Moro group note Maute’s lack of clear political objectives

Gulf News

Manila: Officials issued a warning to residents of Marawi City planning to return home saying it is still too dangerous for them to enter the area, which is still considered a combat zone.

Presidential Spokesperson Ernie Abella, in a statement issued on Sunday, said that while the government “understands the sentiments of residents of Marawi City wanting to return home after being forced to flee from the city … The government, however, is concerned with the safety and welfare of all civilians especially the women and children.”

Earlier, residents who referred to themselves as “Occupy Marawi”, announced plans to return to the city despite obvious dangers.

Fifty-five days since the fighting broke out between government forces and combined forces of the Maute and Abu Sayyaf joined by foreign volunteer fighters rallying under the black flag of Daesh, the intensity of combat had lessened but nevertheless just as dangerous to combatants and civilians.

“There is no assurance that areas outside the main battle zone are already safe to reside and live in, as incidents of cases of stray bullet victims have been reported,” Abelle said.

Quoting armed forces officials, he said that the combat zone is yet to be cleared for Improvised Explosive Devices (IEDs), booby traps, unexploded ordnances and other kinds of explosives.

“For the safety of everyone, it is better to just wait for the end of hostilities and the completion of clearing operations,” he said.

According to Lt. Col. Jo-ar Herrera, spokesperson for Task Force Marawi, fighting continues in certain sections of the city while air and ground attacks by the government continue to in an effort to dislodge the extremist fighters from buildings where they carry out their harassment operations.
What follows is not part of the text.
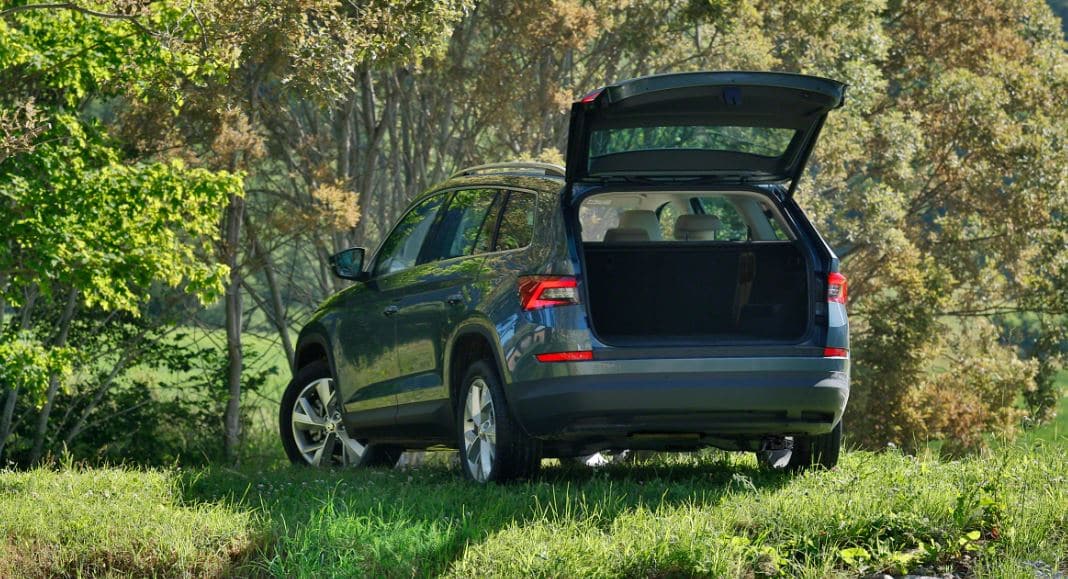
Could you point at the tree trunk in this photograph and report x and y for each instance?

Extremist snipers continue deliver accurate fire from their vantage positions and continue to deny total dominance by government forces.

The extremists are also believed to still be holding a number of hostages including Father Chito Soganob and other captives taken from the Saint Mary Cathedral.

Herrera said government forces have killed 405 militants as of Sunday while the armed forces and police had sustained 95 fatalities and dozens of injured.

Although there are still pockets of resistance, the government will be implementing a massive effort to rehabilitate Marawi City through the several billion pesos, multi-year, “Bangon (Arise) Marawi” programme.

Moro Islamic Liberation Front (MILF) chief peace negotiator with the government, was quoted by the daily “Mindanews” as saying that a key to ending the fighting is to deny the militants the capability to resupply its forces.

“If that is achieved, the militants will only be left with the will to fight. In war, that alone cannot take you far,” he said, adding that the conflict had degenerated into a war of attrition.

He said that it would only be a matter of time before the Maute and its Abu Sayyaf allies give up the fight.

“Without a clear political agenda, it is difficult to generate a horde of volunteers who will fight to the death in battle,” he said.

Some of the Maute gunmen fighting in Marawi City were former members of the MILF.